One World 2: Economical Impact: Debates are being discussed as to whether economic incentive is the right way to go, but it certainly is a better way of making money than selling drugs. Many people might be in desperate need of money and so this might be beneficial to poor people who can sell their kidneys for money. This is beneficial to both parties as both gain something from this transaction, I strongly think the economic impact does more good than bad. This might be a small hiccup for the doctors, but it is a hurdle that can be overcome.

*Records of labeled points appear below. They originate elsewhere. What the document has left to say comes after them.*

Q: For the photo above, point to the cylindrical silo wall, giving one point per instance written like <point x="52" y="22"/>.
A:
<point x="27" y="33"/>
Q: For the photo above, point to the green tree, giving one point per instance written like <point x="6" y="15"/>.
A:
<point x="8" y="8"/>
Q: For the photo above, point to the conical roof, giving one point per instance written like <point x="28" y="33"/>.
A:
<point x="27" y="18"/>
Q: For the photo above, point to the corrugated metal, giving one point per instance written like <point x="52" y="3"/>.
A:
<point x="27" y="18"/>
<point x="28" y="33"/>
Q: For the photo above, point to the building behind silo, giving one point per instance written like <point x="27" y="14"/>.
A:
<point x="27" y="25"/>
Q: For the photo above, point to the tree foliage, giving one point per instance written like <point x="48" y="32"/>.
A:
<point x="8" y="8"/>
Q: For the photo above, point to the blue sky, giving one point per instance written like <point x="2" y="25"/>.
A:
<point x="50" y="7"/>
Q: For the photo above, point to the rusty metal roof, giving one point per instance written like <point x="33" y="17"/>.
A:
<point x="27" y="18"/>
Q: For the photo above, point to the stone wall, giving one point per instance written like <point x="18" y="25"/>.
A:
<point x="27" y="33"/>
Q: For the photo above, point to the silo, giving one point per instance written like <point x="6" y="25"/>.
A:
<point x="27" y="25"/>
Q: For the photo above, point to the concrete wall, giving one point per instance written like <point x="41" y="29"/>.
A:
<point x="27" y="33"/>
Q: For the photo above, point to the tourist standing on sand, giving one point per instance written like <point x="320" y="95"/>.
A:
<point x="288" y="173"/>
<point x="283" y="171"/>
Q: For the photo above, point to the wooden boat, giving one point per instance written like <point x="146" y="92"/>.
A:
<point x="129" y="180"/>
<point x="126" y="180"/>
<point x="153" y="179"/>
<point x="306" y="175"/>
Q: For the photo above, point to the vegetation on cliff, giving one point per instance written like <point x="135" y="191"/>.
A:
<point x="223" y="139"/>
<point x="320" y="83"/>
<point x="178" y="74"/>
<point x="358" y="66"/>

The major problem is that the aristocrats will feel a sense of empowerment given to them and will try to take advantage of this thus making this a business rather than a service. This will make the concept a one way idea as only the poor can supply and the rich will buy. This will in turn lead to suspicions. However more incentive will lead to more donations, which will save more lives, this is good, but only the rich can afford to buy these organs. Most people agree that economic incentives are the best and most efficient ay to boost donations (The Wall Street Journal, 2007).
Many people couldn’t agree more, and most think that this is a transaction that will benefit both parties. People with opposing points of view, say that this will benefit only the rich, they are right, however, prices can be lowered into the future so that everyone can but kidneys. All in all this is a fine way of fixing the donation problems that many countries face.
To conclude, I believe that selling kidneys should be legal as they are ethically okay and economically very beneficial to most parties. This law would increase the number of donors who are willing to offer kidneys and many people who are waiting for one magical phone call, might get it because of this one law. This one law should be legalized as it can save a lot of lives that are desperate need of kidneys and it can offer money to those in need of it. As stated above they mostly have positive impacts on society in more than just ethical and economic ways.
Those are only the two above stated factors. The social benefit is that this can save more lives and reduce donor to recipient ratio, as that is very high now. This can improve how people live in society and how many people there are in society. This is one of the best ways to improve all round life I terms of health as it can help more than a 100,000 people who wait for a kidney or any other organ.